The Vagenda began as a blog forum for UK post-grads Holly Baxter and Rhiannon Lucy Cosslett, to critique and contribute to the women’s press. Initially, the duo simply flipped through magazines cynically and aired their displeasure to one another. They said, “The women’s press so frequently is completely divorced from what we thought would make an interesting magazine. “
But thankfully these gals decided to move forward and disseminate their thoughts and opinions into the expansive World Wide Web. Next thing ya know, the Vagenda had contributors from all around who shared in this distaste! We stand alongside ya over here at BUST, sisters.
It is important to note that these women have been inside the industry and also grew up consuming women’s magazines. We have learned time and time again that unrealistic beauty standards and gender stereotypes do not lead to a shining future. “Some of our contributors have labored away at the publications we’ll be ridiculing, would like to avoid biting the hand that feeds us and remain anonymous. Others won’t. But all of us (and we are many) passionately believe that we have created something that is very much needed.”
The Vagenda strives to shine a light on all of the bullshit churned out specifically for women. The website features posts on personal experience, whistle blowing annoying statistics, raising awareness about feminist heroes and other media, and generally strives to empower women. Simultaneously, The Vagenda says "NOPE, NO THANKS" to insulting media, and offers audiences something with a lil’ more substance. The founders also state, “How else can we work towards a world in which the next generation escapes the fate of its predecessors?” Right on, ladies.
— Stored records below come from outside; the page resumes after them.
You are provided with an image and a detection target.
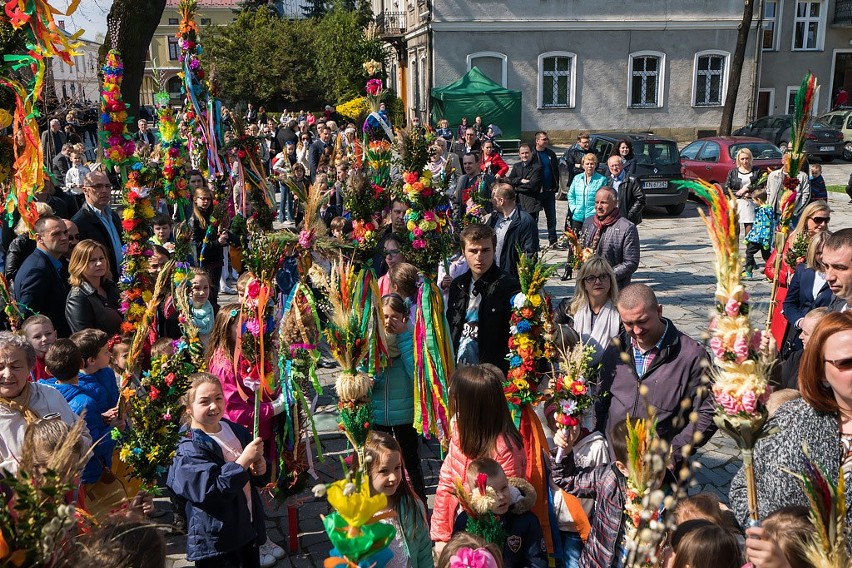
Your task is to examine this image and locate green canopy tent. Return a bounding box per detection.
[432,67,521,139]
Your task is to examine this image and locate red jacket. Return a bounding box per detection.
[430,428,527,542]
[479,152,509,177]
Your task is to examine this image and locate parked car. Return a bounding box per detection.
[589,132,689,215]
[734,114,843,163]
[819,110,852,161]
[680,136,782,184]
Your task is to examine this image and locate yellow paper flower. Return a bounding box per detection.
[327,475,388,527]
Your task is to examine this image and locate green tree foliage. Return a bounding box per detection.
[202,10,318,105]
[202,4,385,109]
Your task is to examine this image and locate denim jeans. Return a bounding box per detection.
[278,182,293,222]
[559,531,583,568]
[541,191,558,244]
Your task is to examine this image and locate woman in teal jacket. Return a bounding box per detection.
[372,294,426,503]
[565,152,606,236]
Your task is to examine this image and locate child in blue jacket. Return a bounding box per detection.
[39,339,115,485]
[167,373,270,568]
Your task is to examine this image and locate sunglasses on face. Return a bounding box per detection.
[825,357,852,371]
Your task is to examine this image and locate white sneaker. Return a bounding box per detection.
[260,538,287,559]
[260,553,278,568]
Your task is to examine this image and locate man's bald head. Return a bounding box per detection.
[618,284,659,310]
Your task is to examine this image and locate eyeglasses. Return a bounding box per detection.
[825,357,852,371]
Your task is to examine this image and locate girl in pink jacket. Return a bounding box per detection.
[206,304,285,463]
[430,365,526,552]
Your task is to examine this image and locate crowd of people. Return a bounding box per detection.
[0,101,852,568]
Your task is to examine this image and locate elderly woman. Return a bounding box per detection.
[0,331,92,473]
[65,239,122,336]
[565,152,606,234]
[555,256,621,365]
[730,312,852,526]
[781,231,832,357]
[725,148,760,235]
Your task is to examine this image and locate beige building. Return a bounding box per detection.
[139,0,240,105]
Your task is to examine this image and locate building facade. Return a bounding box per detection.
[50,32,103,105]
[752,0,852,118]
[139,0,240,105]
[374,0,758,139]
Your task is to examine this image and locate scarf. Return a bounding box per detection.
[190,300,213,335]
[0,381,41,424]
[589,207,621,252]
[574,301,621,366]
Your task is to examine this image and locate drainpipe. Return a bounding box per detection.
[748,0,764,122]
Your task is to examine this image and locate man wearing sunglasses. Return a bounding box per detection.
[822,229,852,312]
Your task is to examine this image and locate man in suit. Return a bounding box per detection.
[451,152,496,222]
[447,223,521,373]
[822,229,852,312]
[533,131,559,246]
[71,171,124,280]
[15,215,71,337]
[308,127,331,182]
[41,118,68,171]
[489,183,539,278]
[604,156,645,225]
[506,144,542,221]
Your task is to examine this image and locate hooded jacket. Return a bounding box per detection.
[167,419,270,561]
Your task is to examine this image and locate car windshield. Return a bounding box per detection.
[728,142,781,160]
[633,140,679,166]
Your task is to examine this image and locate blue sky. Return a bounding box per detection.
[60,0,112,41]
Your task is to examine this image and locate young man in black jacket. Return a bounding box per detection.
[447,223,521,373]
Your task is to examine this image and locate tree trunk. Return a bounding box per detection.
[719,0,758,136]
[99,0,166,131]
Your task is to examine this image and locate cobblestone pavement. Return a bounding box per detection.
[165,170,852,568]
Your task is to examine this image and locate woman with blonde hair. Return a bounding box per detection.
[763,201,831,347]
[725,148,760,235]
[65,239,122,336]
[557,256,621,365]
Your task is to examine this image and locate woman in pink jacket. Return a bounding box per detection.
[430,365,526,553]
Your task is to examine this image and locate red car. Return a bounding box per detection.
[680,136,781,184]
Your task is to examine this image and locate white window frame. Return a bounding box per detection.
[467,51,509,89]
[536,51,577,110]
[757,87,775,118]
[627,50,666,109]
[759,0,784,51]
[790,0,828,51]
[692,49,731,108]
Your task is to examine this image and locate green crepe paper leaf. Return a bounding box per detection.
[322,511,396,564]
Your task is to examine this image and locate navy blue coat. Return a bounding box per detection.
[782,262,832,349]
[15,249,71,337]
[167,419,270,561]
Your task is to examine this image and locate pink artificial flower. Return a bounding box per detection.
[734,335,749,363]
[725,298,740,317]
[710,337,727,359]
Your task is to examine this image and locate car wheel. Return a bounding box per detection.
[666,201,686,215]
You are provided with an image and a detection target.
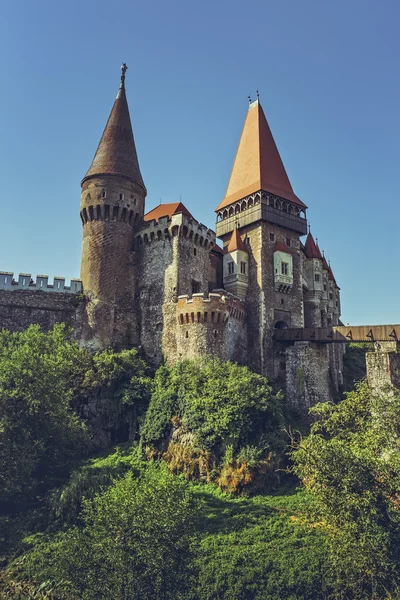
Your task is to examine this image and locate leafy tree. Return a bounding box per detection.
[47,464,195,600]
[0,325,90,501]
[292,384,400,598]
[141,359,282,451]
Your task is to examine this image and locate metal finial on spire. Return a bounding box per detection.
[121,63,128,87]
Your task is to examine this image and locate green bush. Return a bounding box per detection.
[141,359,282,452]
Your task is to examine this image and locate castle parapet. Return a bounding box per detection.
[0,271,83,294]
[135,213,216,250]
[178,293,246,325]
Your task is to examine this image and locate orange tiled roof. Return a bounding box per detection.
[82,85,146,189]
[212,244,224,254]
[225,228,247,252]
[216,100,305,210]
[304,232,322,260]
[143,202,193,221]
[274,242,293,254]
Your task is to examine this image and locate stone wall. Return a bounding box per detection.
[365,342,400,394]
[286,342,333,415]
[175,292,247,364]
[134,214,215,364]
[80,175,145,349]
[0,290,85,339]
[231,221,304,377]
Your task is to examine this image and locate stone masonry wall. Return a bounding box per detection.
[174,292,247,364]
[286,342,332,415]
[234,221,304,377]
[0,290,85,339]
[365,342,400,394]
[135,214,215,364]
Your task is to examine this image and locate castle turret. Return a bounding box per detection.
[80,64,146,348]
[216,98,307,377]
[223,229,249,300]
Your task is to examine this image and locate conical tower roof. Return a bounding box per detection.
[226,228,247,252]
[216,99,306,210]
[304,231,322,260]
[82,66,146,190]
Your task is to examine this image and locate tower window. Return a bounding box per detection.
[192,279,200,294]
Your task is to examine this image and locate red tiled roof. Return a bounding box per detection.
[304,232,322,260]
[225,228,247,253]
[274,242,293,254]
[216,100,305,210]
[82,86,146,189]
[211,244,224,254]
[143,202,193,221]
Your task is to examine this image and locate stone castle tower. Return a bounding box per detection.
[0,65,342,404]
[80,67,146,348]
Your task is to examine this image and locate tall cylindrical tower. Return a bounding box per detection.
[80,64,146,348]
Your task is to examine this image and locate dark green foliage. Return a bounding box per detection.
[50,445,147,524]
[292,384,400,598]
[0,325,152,502]
[76,348,152,448]
[24,464,195,600]
[0,325,90,501]
[141,359,283,452]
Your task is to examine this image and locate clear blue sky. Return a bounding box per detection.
[0,0,400,324]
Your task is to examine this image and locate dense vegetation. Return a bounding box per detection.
[0,327,400,600]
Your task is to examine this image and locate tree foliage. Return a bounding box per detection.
[40,464,195,600]
[0,325,90,500]
[292,384,400,598]
[141,359,282,451]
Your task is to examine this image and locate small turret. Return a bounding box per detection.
[223,229,249,299]
[80,63,146,348]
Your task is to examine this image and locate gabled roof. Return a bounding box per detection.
[274,242,293,254]
[82,83,146,190]
[143,202,193,221]
[216,100,305,210]
[304,231,322,260]
[225,228,247,254]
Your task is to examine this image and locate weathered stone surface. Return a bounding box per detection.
[0,290,84,338]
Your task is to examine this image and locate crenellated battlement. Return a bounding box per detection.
[178,291,246,325]
[0,271,83,294]
[134,213,216,250]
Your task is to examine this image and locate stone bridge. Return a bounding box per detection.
[273,325,400,407]
[273,325,400,344]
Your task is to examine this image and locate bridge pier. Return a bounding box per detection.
[286,342,334,416]
[365,341,400,394]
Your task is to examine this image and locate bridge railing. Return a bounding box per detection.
[273,325,400,344]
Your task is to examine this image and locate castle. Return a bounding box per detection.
[0,65,396,404]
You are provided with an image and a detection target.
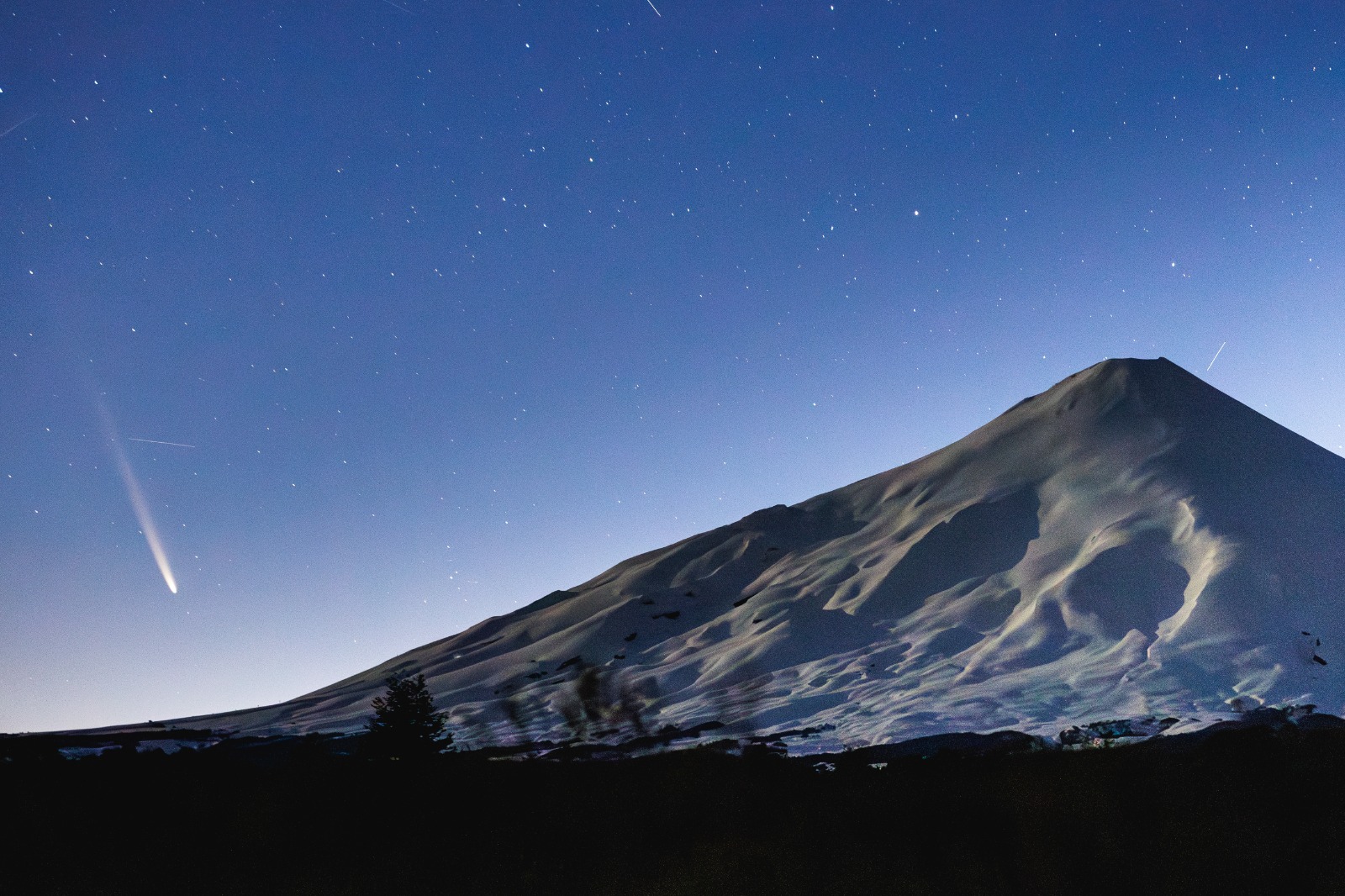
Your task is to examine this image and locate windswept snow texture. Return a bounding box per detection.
[152,359,1345,746]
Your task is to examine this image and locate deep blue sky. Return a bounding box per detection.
[0,0,1345,730]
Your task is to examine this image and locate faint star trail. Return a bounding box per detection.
[126,436,197,448]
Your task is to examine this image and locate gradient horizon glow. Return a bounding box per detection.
[0,0,1345,732]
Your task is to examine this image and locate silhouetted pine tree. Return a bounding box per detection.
[365,676,453,759]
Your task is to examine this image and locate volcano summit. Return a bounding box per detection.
[128,358,1345,746]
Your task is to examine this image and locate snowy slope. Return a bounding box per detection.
[145,359,1345,746]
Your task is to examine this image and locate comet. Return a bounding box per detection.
[99,406,177,594]
[126,436,197,448]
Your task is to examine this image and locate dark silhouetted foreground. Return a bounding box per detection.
[8,725,1345,896]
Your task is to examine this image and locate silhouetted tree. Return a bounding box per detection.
[365,676,453,759]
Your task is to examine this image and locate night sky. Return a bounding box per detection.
[0,0,1345,730]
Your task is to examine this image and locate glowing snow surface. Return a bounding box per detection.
[147,359,1345,746]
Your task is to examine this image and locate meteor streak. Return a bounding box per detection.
[1205,342,1228,370]
[0,112,38,137]
[99,406,177,594]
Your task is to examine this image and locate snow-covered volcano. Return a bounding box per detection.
[150,358,1345,746]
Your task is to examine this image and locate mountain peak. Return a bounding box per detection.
[126,358,1345,750]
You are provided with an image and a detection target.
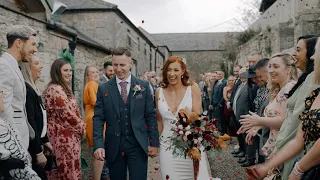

The Vagenda has grown exponentially since its birth in 2012 and continues to gain momentum. The book, The Vagenda: A Zero Tolerance Guide To The Media comes out May 1st and is available for preorder through Waterstones.com. You can use the code VA2014 to get a sweet discount on the book! Peep this excerpt from the book to get ya hyped:
“We feel as though the media want us to be in a constant battle with our bodies, as though they want us to remove all traces of anything natural, such as body hair or crow's feet or freckles, to become a doll-like version of femininity. As a result, a woman becomes piecemeal, fragmented: a collection of boobs and thighs and bum and waist and calves, as though these body parts are somehow separable from her.”